Michael Wood-Lewis and his wife started a precursor to the forum in 2000 after they moved into a south-end Burlington neighborhood where they didn’t know their neighbors. They got such positive feedback that they wanted to expand it elsewhere, Wood-Lewis said.
‘‘It’s just remarkable to watch how folks put it to use,’’ he said.
In 2006, they formed a business and added community forums for towns across Chittenden County. By August of this year, the forum had expanded to every community in Vermont with help from about $300,000 in a federal disaster relief grant that is being used for software development, marketing and ramping up service.
Towns and cities with a strong presence on Front Porch Forum had an easier time pulling together after Irene because they had a platform to communicate, said Sharon Combes-Farr, project director for the Vermont Digital Economy Project, who directs the grant.
Meg Allison, of Moretown, used the forum during Irene when the village was evacuated and roads were washed away.
‘‘We had one thing going for us that some other towns did not—a digital infrastructure and a citizenry who knew how to use digital tools to communicate, to organize, and ultimately, to continue our long-term recovery,’’ she said in a blog in 2013.
The days and weeks following Irene, interest in Front Porch Forum exploded in the town with dozens and dozens signing up, Allison said.
The forum offers an outlet for members to get baby sitter recommendations, borrow equipment, spread the word about a lost pet and launch a reading group. Forum staffers monitor the forums to keep discussions civil. Besides the grant, the forum is supported through advertising.
A similar private social network started in San Francisco in 2010 called NextDoor. More than 100 cities around the country now use it, according to its website.
In the Vermont town of Westford, population 2,027, a food shelf got off the ground through Front Porch Forum.
Julia Andrews responded to a post from a woman asking for help starting a food pantry. They became partners six years ago and still use the forum to organize volunteers, food drives and events.
‘‘I can also say it’s very useful for thanking people who contribute,’’ Andrews said.
It’s also helpful for organizing meetings and sales, said Spencer Palmer, who helped bring the service to the small Addison County town of Weybridge. Palmer says his biggest coup was selling a full-size tractor within a day.

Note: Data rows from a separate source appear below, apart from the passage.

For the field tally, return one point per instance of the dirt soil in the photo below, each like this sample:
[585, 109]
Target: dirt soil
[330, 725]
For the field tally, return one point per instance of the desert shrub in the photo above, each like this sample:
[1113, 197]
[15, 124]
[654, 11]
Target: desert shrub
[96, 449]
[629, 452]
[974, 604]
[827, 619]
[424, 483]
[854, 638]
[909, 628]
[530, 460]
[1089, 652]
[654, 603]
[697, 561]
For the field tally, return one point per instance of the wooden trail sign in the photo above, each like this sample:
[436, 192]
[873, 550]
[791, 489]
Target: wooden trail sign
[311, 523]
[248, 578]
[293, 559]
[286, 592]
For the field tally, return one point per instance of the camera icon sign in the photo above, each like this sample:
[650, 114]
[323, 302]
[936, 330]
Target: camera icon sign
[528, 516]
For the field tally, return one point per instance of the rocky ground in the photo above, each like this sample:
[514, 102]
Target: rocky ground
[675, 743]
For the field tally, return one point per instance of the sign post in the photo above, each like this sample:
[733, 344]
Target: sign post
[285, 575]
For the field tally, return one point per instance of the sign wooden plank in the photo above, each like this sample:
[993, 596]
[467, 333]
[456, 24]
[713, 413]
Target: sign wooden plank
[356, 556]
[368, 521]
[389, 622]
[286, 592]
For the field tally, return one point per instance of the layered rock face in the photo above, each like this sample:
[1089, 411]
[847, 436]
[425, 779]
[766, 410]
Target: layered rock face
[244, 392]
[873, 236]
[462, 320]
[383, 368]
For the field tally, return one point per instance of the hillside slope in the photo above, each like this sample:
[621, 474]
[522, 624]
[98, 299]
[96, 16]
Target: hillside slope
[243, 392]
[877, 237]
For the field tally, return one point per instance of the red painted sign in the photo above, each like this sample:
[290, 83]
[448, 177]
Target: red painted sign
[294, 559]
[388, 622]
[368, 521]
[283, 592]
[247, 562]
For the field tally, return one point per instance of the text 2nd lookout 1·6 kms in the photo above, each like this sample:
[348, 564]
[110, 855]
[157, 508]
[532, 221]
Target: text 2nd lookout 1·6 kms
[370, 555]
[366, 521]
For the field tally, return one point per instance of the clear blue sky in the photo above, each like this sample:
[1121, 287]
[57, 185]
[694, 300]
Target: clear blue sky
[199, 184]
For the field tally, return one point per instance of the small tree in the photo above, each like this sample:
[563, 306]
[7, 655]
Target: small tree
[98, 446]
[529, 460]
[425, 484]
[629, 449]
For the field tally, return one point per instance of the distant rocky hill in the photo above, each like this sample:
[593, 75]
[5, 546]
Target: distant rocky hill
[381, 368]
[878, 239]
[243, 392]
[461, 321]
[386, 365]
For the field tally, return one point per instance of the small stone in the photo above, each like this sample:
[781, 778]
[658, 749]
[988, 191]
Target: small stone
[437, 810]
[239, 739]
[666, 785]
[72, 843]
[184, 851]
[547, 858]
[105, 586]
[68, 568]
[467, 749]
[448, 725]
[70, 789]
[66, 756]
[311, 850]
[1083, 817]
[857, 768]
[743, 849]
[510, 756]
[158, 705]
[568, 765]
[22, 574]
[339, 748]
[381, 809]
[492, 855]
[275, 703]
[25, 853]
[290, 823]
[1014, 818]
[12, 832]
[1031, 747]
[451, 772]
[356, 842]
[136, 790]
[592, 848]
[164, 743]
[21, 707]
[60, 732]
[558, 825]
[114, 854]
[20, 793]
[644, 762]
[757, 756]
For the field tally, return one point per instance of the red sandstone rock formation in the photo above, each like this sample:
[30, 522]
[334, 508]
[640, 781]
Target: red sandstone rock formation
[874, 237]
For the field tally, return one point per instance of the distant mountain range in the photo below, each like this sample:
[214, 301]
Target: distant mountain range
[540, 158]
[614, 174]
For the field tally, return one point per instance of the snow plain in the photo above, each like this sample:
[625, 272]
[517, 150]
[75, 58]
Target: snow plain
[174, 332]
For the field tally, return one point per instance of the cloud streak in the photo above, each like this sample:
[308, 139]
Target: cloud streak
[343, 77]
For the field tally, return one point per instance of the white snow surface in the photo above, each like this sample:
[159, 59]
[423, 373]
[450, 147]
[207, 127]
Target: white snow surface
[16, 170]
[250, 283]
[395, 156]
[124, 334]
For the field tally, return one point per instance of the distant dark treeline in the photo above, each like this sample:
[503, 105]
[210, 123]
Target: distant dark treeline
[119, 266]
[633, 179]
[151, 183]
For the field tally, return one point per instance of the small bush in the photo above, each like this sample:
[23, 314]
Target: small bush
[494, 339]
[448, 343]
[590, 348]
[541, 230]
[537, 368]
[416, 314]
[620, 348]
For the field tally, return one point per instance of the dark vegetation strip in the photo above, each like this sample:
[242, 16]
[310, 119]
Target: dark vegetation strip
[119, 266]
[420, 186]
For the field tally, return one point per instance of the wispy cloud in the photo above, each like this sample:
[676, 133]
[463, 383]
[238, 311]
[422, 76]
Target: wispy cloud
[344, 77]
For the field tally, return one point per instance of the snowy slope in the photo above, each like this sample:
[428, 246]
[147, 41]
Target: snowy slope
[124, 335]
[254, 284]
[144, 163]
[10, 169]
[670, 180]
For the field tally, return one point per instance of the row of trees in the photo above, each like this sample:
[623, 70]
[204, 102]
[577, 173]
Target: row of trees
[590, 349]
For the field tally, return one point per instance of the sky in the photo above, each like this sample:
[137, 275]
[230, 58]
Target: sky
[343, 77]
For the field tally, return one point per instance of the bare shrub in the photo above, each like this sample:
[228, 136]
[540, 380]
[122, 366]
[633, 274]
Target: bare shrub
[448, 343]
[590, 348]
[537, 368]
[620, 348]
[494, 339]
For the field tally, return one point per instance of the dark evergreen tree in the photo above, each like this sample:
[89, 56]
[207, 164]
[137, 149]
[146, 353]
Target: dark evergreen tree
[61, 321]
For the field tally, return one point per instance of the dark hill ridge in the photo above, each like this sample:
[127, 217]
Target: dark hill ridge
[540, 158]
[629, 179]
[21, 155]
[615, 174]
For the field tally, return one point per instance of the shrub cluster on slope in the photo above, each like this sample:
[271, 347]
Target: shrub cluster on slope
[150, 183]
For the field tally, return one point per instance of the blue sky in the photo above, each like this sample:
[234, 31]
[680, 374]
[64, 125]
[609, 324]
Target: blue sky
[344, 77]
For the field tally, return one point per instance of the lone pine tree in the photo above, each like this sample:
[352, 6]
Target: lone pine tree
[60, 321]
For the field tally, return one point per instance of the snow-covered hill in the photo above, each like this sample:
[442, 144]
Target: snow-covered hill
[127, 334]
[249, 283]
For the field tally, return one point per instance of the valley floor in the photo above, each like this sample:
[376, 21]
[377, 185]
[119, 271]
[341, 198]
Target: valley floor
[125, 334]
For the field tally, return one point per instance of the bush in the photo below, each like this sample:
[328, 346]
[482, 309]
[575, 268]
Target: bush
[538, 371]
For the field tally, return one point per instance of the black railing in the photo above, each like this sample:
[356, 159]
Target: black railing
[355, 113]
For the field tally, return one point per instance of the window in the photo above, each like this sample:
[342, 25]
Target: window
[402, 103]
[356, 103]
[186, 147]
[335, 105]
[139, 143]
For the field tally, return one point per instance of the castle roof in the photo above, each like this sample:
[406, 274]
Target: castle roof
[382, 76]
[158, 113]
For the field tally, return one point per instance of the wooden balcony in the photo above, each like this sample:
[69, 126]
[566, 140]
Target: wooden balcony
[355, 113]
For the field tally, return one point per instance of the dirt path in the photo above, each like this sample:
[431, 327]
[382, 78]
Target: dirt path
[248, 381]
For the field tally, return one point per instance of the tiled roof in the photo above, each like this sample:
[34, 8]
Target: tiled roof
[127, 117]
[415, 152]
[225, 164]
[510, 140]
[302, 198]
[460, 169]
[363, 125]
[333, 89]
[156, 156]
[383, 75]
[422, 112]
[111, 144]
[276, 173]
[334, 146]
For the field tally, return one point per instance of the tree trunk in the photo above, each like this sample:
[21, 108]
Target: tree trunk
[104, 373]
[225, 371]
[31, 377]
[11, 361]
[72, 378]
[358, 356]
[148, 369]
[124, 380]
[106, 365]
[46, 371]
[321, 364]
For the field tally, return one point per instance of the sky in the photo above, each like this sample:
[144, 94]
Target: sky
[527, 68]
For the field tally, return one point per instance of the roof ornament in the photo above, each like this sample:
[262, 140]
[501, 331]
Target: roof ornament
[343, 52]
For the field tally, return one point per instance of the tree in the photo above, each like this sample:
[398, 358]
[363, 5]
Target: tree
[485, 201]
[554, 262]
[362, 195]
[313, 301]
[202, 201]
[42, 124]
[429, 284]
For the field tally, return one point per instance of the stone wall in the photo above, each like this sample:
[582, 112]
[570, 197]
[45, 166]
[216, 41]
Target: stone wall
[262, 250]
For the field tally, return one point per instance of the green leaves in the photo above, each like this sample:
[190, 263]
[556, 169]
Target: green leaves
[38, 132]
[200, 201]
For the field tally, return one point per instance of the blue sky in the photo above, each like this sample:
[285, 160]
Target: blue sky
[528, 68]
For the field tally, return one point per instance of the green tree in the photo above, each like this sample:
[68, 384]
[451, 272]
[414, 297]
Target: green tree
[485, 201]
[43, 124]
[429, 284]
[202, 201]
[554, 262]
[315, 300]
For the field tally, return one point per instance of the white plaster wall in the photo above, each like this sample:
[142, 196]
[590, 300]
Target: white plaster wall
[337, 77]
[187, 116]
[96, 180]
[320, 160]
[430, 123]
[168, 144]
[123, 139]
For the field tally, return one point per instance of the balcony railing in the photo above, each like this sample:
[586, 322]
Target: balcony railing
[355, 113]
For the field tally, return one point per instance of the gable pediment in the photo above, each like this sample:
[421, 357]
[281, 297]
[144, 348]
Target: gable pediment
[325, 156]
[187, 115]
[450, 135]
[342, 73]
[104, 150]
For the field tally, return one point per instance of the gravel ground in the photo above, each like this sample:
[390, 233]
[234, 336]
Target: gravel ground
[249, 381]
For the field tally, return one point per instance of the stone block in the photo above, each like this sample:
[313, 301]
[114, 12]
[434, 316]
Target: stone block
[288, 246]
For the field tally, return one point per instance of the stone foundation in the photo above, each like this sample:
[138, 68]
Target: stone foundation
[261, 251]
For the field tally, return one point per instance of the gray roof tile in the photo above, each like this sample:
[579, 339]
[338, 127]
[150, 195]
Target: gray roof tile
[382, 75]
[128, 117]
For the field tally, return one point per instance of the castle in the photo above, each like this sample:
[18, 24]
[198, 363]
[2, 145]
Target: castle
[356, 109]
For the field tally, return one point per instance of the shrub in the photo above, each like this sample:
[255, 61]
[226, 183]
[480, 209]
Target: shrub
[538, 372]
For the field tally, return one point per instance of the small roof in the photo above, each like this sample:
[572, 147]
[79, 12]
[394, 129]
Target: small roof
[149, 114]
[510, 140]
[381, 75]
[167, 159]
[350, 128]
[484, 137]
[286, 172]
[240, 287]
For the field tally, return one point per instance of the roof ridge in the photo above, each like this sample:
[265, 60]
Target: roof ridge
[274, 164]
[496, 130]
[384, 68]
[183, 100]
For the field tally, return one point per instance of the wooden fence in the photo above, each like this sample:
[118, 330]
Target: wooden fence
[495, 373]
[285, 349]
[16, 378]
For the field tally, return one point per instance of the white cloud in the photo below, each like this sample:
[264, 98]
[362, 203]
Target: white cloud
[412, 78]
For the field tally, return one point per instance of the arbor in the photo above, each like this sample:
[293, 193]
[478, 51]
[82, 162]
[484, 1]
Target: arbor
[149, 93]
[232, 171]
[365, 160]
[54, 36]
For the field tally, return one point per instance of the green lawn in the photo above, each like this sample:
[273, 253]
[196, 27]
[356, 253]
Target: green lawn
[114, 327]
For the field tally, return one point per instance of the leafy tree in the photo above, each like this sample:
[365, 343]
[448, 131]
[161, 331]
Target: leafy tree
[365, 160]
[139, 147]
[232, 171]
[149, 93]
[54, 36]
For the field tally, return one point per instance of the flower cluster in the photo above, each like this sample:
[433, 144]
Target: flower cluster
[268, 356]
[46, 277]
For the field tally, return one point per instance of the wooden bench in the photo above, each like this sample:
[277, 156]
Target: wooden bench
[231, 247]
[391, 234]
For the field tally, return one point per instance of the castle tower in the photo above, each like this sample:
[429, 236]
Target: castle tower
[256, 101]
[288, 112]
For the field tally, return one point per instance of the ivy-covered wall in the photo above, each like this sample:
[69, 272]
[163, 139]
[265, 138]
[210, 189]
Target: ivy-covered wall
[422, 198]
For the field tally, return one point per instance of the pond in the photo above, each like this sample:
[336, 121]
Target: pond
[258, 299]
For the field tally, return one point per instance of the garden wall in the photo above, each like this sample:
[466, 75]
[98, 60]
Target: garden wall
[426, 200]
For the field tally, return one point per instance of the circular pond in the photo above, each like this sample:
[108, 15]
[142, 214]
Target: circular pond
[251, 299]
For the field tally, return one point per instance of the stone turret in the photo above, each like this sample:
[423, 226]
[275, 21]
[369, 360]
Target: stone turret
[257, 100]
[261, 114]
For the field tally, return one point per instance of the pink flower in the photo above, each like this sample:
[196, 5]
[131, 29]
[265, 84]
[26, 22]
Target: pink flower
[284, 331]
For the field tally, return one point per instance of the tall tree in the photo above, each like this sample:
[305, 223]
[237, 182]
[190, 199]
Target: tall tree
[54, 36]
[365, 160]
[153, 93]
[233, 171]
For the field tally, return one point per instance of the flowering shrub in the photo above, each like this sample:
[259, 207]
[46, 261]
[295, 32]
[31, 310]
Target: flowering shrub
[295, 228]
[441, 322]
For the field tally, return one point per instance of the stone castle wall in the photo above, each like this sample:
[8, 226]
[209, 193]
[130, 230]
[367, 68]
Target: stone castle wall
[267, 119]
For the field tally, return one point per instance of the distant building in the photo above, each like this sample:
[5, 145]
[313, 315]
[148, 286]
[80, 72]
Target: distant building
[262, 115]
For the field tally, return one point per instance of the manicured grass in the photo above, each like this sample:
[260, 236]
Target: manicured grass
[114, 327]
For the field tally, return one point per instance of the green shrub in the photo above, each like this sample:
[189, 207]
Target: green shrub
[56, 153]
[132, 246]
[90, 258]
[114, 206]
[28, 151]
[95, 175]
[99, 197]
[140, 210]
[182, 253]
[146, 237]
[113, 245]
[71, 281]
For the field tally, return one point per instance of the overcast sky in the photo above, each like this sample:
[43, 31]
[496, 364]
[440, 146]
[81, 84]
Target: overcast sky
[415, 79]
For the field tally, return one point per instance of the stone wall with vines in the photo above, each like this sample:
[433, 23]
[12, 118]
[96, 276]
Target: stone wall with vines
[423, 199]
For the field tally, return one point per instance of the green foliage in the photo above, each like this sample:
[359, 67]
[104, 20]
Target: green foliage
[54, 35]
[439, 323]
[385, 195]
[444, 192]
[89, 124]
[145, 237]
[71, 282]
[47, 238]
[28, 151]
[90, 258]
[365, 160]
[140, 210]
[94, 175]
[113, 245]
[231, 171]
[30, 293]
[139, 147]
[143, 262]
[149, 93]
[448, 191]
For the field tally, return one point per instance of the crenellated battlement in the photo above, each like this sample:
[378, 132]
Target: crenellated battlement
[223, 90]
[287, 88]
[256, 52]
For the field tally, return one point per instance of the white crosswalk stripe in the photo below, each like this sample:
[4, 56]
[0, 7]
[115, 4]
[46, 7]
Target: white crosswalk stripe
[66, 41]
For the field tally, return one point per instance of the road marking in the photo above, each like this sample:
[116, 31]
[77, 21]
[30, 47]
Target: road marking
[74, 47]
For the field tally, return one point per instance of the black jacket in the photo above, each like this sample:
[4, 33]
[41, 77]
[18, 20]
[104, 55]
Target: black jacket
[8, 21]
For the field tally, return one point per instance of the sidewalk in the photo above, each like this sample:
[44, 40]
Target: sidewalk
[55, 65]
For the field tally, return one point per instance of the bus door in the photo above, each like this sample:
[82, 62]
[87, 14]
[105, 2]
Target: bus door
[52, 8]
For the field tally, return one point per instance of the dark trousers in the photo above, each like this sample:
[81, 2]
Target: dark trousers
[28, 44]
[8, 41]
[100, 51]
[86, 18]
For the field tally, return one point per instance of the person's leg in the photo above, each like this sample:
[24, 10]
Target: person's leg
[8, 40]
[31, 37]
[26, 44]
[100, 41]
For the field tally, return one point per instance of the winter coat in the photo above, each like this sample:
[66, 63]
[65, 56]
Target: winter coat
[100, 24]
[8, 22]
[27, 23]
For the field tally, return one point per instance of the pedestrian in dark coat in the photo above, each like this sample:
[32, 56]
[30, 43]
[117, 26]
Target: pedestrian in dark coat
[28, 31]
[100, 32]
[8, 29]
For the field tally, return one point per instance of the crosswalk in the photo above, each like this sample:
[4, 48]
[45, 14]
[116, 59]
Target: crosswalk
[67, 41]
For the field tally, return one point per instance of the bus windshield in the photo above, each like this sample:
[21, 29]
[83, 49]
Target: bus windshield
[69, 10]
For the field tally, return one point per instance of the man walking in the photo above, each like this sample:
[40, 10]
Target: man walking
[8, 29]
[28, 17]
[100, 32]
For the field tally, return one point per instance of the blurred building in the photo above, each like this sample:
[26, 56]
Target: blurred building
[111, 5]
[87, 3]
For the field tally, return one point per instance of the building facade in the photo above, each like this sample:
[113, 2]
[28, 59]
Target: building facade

Susan Clark, of Middlesex, recently posted on the forum asking to borrow a stationary bike for a month as her son recovered from an injured knee.
‘‘I was getting emails and phone calls for two days with people offering to loan theirs,’’ she said in an email.
On the forum, local officials post meetings, votes and news about upcoming road work. The school board has conducted surveys about improvements to facilities. Some residents have posted gardening tips, seasonal recipes, poems, and weather records. They also warn about burglaries or other problems.
‘‘My hope is that it makes us feel less polarized and isolated, so that when controversial issues do come up, it’s that much more likely that we can come together face-to-face and talk about them in a civil, respectful manner,’’ Clark said.